Leadership in the Classroom

Many teachers face a huge dilemma when it comes to incorporating leadership training into a classroom. On one hand, there is an increasing realization that leadership skills are critical for a student’s long term success (both academic, and afterwards in the workplace). On the other hand, leadership skills are rarely measured and don’t show up on standardized tests. They aren’t included in school reports and aren’t used as a criteria to measure academic success. Given the enormous pressure on teachers to improve academic performance, it is often unreasonable to expect teachers to drop existing content to incorporate leadership training.
So what’s a teacher to do?
The answer is not so much to add leadership training, as to incorporate it into existing curriculum and teaching techniques.
Let’s start out by considering those classroom methodologies that do a poor job teaching leadership skills:

  • Lectures. Even lectures about leadership are not very effective unless in the context of leadership activities.
  • Videos.
  • Reading, taking tests, and most other passive activities.

Leadership is a skill-set, and to practice leadership you must be doing something. So what kinds of classroom activities are best at teaching those skills?

  • Presentations – any time a student is standing in front of the class and presenting information (whether it is a speech, leading a discussion, or putting on a skit), they are gaining valuable leadership practice.
  • Helping other students – When one student helps another, it is a form of leadership.
  • Working in a group – Any type of group project in or out of class, has the potential to develop leadership skills.

With these ideas as a basis, it becomes clear how any teacher can incorporate leadership training into virtually any classroom environment without compromising on academics:

  • Role modeling – teachers can follow the guiding principles in part one of “Developing Teen Leadership” to model good leadership.
  • Given the choice between passive and active learning, strive to incorporate more active learning in the form of presentations, group projects and other methodologies that allow students to interact.  Then add a leadership component to each activity. For example: after a student presents, don’t just discuss the content, but discuss how he or she could have improved the presentation (and why that is important). When a group delivers a project, include a review or discussion on how well they worked together. Have the group report on who was the group leader? How was the leader chosen?

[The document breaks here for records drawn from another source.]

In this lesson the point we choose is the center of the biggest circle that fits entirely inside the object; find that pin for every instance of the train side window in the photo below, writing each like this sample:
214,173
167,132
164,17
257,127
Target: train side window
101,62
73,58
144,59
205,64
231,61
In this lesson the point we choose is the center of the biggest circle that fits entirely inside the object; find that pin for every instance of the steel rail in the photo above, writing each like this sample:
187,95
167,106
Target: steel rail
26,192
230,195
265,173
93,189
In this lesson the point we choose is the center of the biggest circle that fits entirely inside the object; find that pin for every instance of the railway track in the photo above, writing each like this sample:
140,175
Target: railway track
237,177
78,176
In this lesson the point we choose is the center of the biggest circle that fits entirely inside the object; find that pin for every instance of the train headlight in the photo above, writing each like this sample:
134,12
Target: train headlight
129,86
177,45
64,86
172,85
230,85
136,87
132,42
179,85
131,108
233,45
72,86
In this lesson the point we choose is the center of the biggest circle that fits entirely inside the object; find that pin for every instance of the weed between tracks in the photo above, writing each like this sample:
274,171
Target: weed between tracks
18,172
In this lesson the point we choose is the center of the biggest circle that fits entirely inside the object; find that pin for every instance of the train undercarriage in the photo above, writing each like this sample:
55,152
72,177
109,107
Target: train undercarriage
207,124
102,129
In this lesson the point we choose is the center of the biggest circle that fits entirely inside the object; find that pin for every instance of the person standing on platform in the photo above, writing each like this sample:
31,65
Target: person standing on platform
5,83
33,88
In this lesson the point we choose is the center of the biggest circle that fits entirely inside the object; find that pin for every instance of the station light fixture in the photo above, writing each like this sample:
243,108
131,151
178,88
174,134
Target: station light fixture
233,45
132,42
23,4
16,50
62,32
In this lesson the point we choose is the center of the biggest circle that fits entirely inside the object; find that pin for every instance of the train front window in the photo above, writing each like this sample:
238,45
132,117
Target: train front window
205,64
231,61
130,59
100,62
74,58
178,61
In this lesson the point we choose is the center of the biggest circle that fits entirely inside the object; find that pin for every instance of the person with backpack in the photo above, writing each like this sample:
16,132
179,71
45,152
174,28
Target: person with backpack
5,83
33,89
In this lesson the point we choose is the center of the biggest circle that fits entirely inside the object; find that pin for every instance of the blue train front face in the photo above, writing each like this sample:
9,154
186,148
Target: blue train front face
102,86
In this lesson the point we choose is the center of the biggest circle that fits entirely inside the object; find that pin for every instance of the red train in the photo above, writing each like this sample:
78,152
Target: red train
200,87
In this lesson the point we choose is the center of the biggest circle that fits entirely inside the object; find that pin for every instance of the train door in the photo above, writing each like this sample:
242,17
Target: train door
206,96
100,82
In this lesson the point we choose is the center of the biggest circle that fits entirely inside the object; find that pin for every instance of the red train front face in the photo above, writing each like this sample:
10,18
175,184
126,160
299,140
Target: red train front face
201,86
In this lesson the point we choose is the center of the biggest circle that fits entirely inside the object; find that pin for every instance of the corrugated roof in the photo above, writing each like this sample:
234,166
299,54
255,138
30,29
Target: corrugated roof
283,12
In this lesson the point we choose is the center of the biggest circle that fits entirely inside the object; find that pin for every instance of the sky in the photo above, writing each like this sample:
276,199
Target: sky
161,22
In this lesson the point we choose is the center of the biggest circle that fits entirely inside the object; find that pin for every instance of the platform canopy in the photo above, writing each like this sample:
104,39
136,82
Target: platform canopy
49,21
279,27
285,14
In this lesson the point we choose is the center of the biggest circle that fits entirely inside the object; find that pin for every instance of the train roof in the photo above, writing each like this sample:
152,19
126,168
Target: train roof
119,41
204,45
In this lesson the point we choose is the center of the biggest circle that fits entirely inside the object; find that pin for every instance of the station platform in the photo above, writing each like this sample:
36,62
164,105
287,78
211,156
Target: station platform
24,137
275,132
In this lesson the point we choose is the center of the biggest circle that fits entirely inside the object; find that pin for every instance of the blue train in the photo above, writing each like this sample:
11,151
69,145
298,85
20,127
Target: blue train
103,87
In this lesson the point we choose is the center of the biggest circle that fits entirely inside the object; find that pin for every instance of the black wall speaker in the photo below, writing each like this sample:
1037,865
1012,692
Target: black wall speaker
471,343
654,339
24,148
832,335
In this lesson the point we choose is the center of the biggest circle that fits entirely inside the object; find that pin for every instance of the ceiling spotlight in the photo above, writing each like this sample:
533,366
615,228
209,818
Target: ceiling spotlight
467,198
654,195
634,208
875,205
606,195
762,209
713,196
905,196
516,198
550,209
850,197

Was the work divided fairly or based on the group member’s skills? The idea is to get them to start thinking not just about the task at hand, but about the process as well. This will give you the context for teaching the leadership techniques described in “Developing Teen Leadership” – because they relate to an actual experience, students will find them relevant and easy to understand. More important, it will give them the skills to help them be more effective the next time. You should see the quality of presentations and the quality or results produced by project groups improve over time as they apply these skills.
  • Look for leadership examples in passive activities. When watching a video, look beyond the content of the video to ask if the character demonstrated leadership and how? Discuss the leadership skills of characters in books. You can apply this approach to virtually any subject.

As it turns out, it is possible to add a significant leadership training component to the classroom without a major commitment of time and energy. All it takes is a modest change in approach – making leadership training a small but consistent aspect of as many activities as possible.